Evalane sourit, se rapprocha et la prit dans ses bras. Elle l'étreignit avec douceur et murmura :
— Tu es peut-être la Reine de ce Royaume incandescent, mais tu es aussi Ovaïa d'Eraland, une femme remarquable qui a survécu à un désastre sans jamais baisser les bras, sans jamais se laisser aller sur d'effrayants chemins. Tu as protégé ton fils envers et contre tout. Je ne sais rien du périple qui a précédé ton arrivée au Marais, mais je suis certaine d'une chose, c'est que tu as résisté au mal. Tu as gardé ta dignité !
Elle embrassa sa joue, la lâcha et s'éloigna en concluant :
— Alors, s'il y a bien une chose dont je suis sûre, c'est que je n'ai aucune raison d'avoir peur de toi. Je resterai à tes côtés et je franchirai les obstacles avec toi, je t'en fais la promesse.
Profondément émue, Ovaïa répondit :
— Merci.
Evalane rétorqua :
— De rien, ma belle...
Puis elle se leva en déclarant :
— Je vais chercher tes plantes, nous ferons notre infusion et ensuite, on dort, je ne sais pas toi, mais pour ma part, je tombe de sommeil.
— En effet, toute la journée à chevaucher, cela épuise.
Quelques minutes plus tard, elles terminaient leurs infusions. Elles s'allongèrent près du feu, et s'endormirent immédiatement. Ovaïa rêva...

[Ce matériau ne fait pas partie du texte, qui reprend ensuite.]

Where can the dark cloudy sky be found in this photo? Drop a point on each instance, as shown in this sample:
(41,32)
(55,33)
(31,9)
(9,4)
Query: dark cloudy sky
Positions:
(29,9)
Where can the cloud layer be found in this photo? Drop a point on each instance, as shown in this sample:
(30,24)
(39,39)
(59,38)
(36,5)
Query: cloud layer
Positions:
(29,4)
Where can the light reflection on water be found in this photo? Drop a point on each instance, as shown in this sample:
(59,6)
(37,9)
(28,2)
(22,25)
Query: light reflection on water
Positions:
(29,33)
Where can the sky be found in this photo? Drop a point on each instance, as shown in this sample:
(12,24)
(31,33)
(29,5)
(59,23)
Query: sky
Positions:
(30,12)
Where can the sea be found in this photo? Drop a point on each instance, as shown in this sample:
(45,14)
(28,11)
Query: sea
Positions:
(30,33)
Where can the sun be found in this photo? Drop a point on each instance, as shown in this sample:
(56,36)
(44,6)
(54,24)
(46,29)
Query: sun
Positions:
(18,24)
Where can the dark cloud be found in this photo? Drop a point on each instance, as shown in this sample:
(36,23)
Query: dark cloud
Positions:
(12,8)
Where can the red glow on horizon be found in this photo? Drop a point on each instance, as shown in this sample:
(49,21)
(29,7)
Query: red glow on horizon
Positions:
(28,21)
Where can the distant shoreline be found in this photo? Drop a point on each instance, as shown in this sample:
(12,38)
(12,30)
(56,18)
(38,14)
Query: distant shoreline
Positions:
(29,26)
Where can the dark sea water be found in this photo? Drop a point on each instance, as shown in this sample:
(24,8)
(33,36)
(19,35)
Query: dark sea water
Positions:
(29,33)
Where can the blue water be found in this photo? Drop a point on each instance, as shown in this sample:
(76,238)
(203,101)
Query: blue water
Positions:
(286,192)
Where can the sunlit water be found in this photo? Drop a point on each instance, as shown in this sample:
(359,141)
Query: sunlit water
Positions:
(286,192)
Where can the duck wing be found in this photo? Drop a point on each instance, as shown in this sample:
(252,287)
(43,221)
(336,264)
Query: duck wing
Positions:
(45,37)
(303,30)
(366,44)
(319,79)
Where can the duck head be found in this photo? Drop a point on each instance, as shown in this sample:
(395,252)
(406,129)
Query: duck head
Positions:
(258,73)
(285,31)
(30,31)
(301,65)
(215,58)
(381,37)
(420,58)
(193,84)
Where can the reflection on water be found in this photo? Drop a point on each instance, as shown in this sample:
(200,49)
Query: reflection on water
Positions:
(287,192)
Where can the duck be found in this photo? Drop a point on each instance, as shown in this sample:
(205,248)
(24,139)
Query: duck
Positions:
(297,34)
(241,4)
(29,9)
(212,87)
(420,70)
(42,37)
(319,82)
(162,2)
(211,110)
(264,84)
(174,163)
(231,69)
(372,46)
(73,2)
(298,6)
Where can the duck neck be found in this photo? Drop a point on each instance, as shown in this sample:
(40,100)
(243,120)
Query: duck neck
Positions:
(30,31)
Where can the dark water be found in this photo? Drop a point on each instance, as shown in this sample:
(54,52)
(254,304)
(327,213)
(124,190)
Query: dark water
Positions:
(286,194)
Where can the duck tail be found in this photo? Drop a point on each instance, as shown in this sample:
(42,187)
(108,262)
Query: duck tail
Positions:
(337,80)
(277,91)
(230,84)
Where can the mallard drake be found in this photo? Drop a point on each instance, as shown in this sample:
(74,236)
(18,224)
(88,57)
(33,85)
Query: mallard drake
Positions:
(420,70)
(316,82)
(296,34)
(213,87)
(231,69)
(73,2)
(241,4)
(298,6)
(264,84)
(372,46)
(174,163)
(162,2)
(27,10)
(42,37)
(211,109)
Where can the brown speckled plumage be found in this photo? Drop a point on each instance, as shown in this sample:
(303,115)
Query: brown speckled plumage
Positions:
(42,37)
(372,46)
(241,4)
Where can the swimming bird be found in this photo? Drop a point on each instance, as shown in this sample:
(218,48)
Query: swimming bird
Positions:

"Elle marchait vite sur le chemin ardent. Celui-ci menait au palais incandescent, le roi l'attendait. Que lui voulait-il ? Elle l'ignorait. Autour d'elle, l'embrasement de l'environnement l'enchantait. Ses pieds étaient caressés par les braises sur lesquelles elle cheminait.

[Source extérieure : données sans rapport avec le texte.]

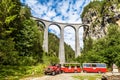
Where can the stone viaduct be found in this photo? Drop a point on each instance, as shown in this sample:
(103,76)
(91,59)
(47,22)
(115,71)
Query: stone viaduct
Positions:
(61,26)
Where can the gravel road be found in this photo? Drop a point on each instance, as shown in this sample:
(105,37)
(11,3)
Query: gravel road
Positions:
(64,76)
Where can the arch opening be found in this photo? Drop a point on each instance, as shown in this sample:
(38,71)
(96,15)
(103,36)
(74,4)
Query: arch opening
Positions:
(69,39)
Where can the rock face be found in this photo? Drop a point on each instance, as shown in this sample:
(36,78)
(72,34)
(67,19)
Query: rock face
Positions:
(98,15)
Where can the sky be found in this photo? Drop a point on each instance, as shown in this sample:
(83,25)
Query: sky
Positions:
(64,11)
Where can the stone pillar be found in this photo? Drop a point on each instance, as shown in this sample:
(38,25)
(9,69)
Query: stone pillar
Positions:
(61,46)
(45,41)
(77,44)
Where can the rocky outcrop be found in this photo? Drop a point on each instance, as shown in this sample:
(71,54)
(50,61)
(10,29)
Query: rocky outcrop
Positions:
(98,15)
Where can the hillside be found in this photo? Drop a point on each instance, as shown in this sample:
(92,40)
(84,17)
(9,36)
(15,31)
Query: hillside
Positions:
(98,15)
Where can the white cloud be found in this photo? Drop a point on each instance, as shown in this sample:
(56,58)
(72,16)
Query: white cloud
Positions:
(60,11)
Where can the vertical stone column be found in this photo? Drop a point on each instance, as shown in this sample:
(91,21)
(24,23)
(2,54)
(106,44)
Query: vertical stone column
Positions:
(77,43)
(61,46)
(45,41)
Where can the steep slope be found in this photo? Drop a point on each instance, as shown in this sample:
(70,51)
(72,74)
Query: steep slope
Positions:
(98,15)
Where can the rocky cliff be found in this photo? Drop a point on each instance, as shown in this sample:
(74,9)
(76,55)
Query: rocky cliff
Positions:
(98,15)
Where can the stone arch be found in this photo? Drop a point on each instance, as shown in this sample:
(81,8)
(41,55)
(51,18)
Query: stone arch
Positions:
(61,47)
(71,31)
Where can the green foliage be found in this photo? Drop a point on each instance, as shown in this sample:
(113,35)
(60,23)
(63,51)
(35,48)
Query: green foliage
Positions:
(8,72)
(88,77)
(94,5)
(105,50)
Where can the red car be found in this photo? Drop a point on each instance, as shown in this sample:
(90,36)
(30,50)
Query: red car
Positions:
(71,68)
(53,69)
(94,67)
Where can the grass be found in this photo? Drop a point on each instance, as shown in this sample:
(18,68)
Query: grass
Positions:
(17,72)
(89,77)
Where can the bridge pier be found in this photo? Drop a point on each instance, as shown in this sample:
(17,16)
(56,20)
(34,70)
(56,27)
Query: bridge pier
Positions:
(61,46)
(77,44)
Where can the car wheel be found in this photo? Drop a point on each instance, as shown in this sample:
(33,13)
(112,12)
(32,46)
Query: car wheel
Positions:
(53,73)
(85,71)
(99,72)
(75,71)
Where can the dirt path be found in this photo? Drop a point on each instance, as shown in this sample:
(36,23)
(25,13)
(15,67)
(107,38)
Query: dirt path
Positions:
(64,76)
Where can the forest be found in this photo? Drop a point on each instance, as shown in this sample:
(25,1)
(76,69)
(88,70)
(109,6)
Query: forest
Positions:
(21,40)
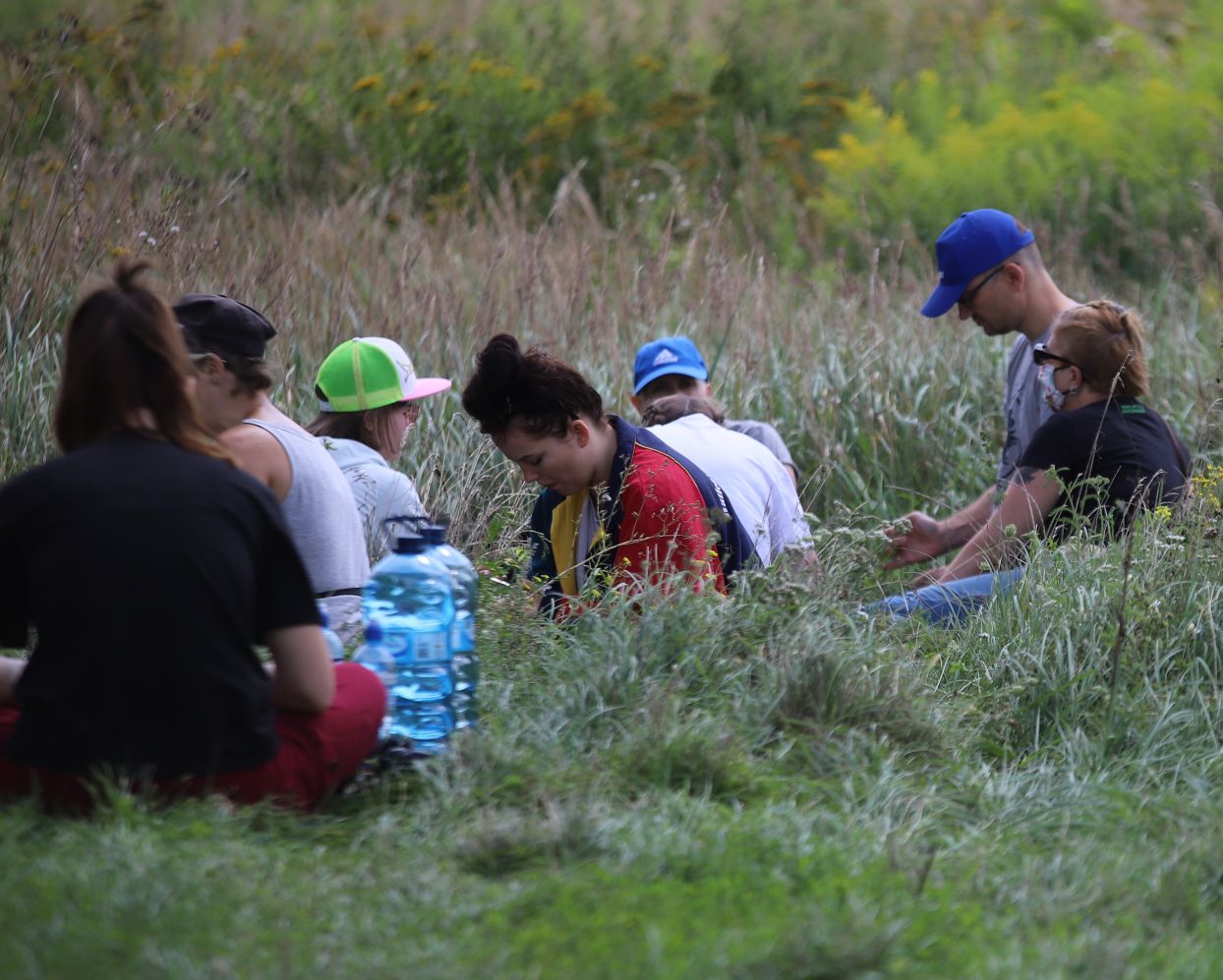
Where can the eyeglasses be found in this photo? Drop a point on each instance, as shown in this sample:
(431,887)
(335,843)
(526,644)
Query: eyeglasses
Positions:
(1042,355)
(968,295)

Elle entra enfin dans la demeure brûlante, passa sous un porche de lave et arriva dans une salle crépitante. Au fond, sur un trône de basalte sombre, se tenait le souverain flamboyant de céans... Elle s'avança plus près, l'examinant avec curiosité, et il lui rendit son regard : "Approche" disait-il. Elle obtempéra..."
Ovaïa s'éveilla brusquement. Elle n'était pas effrayée, juste surprise. Elle soupira. Puis se sentant observée, pivota en direction du démon, c'est lui qui la regardait. Il n'y avait aucune méchanceté dans les yeux sombres et brillants, bien au contraire. Il s'adressa à elle :
— Vous ne devez pas avoir peur, Ma Reine, le royaume incandescent n'est pas mauvais, pas totalement en tous les cas.

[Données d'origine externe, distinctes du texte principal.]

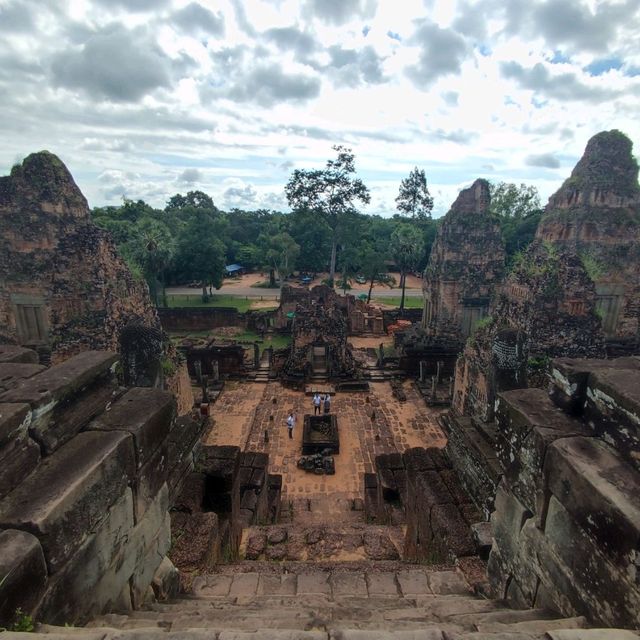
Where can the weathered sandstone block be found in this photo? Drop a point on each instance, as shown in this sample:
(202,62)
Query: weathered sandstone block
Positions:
(611,593)
(600,491)
(23,573)
(69,493)
(12,373)
(14,419)
(613,410)
(17,460)
(146,414)
(13,353)
(528,422)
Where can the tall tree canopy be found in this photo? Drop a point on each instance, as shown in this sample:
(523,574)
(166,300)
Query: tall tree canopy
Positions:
(518,210)
(331,193)
(201,254)
(414,198)
(407,248)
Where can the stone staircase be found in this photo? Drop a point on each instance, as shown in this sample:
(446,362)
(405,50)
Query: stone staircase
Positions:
(343,601)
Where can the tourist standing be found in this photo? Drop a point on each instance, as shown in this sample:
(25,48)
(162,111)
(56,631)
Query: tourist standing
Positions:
(317,401)
(291,423)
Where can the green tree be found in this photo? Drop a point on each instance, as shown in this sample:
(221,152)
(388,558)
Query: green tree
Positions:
(407,248)
(200,254)
(152,248)
(414,198)
(509,200)
(372,264)
(331,193)
(194,199)
(281,253)
(518,211)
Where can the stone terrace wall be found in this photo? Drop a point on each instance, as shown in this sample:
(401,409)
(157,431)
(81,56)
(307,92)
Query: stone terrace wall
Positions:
(194,319)
(88,471)
(438,513)
(65,290)
(566,525)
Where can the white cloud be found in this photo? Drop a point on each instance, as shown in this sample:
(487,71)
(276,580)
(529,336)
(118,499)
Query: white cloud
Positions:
(143,97)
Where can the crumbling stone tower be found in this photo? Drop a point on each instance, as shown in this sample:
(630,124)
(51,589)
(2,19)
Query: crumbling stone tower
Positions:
(466,264)
(64,289)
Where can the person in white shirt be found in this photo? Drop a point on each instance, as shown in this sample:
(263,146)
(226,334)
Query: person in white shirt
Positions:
(291,423)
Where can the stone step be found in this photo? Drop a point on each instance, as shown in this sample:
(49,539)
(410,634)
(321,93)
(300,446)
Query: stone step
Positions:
(427,632)
(333,585)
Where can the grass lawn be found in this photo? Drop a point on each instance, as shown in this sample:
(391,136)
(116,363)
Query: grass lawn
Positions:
(240,303)
(409,302)
(246,337)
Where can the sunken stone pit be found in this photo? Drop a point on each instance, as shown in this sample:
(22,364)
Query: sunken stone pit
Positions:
(319,434)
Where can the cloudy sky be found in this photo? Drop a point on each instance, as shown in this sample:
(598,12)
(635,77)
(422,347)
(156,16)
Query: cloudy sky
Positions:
(147,98)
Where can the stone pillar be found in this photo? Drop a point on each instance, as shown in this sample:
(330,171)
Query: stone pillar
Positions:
(204,383)
(197,367)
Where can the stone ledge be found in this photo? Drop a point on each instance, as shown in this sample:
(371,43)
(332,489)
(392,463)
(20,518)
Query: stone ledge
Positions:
(14,418)
(13,353)
(54,385)
(69,493)
(600,491)
(146,414)
(23,573)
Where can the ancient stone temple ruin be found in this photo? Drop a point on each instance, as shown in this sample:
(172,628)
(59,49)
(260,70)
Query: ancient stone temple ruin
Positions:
(319,338)
(465,266)
(64,289)
(513,516)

— Comment penser autrement ?
Là, elle pensait au domaine d'Eraland dévasté par des hordes de démons haineux et sanguinaires ! Le diable dit :
— Nous avons tous été aveuglés par les promesses du général Ozerel...
— C'est une très mauvaise excuse, vous avez massacré les miens et vous y avez pris plaisir.
Le malfaisant ne répondit pas. Il savait qu'elle n'était pas encore prête au pardon. Ovaïa se détourna sans rien dire et sans remarquer la profonde tristesse briller dans le regard du démon. Le chagrin envahissait la jeune femme à présent, elle le laissa s'exprimer. Les larmes noyaient ses joues. Elle pleurait simplement sans sanglots, sans gémissements. Elle avait tant perdu ! Son père, son frère, et Rovor, son époux. Ce fut salvateur pour elle d'exprimer sa détresse. Elle se rendormit, cette fois son sommeil resta sans rêve.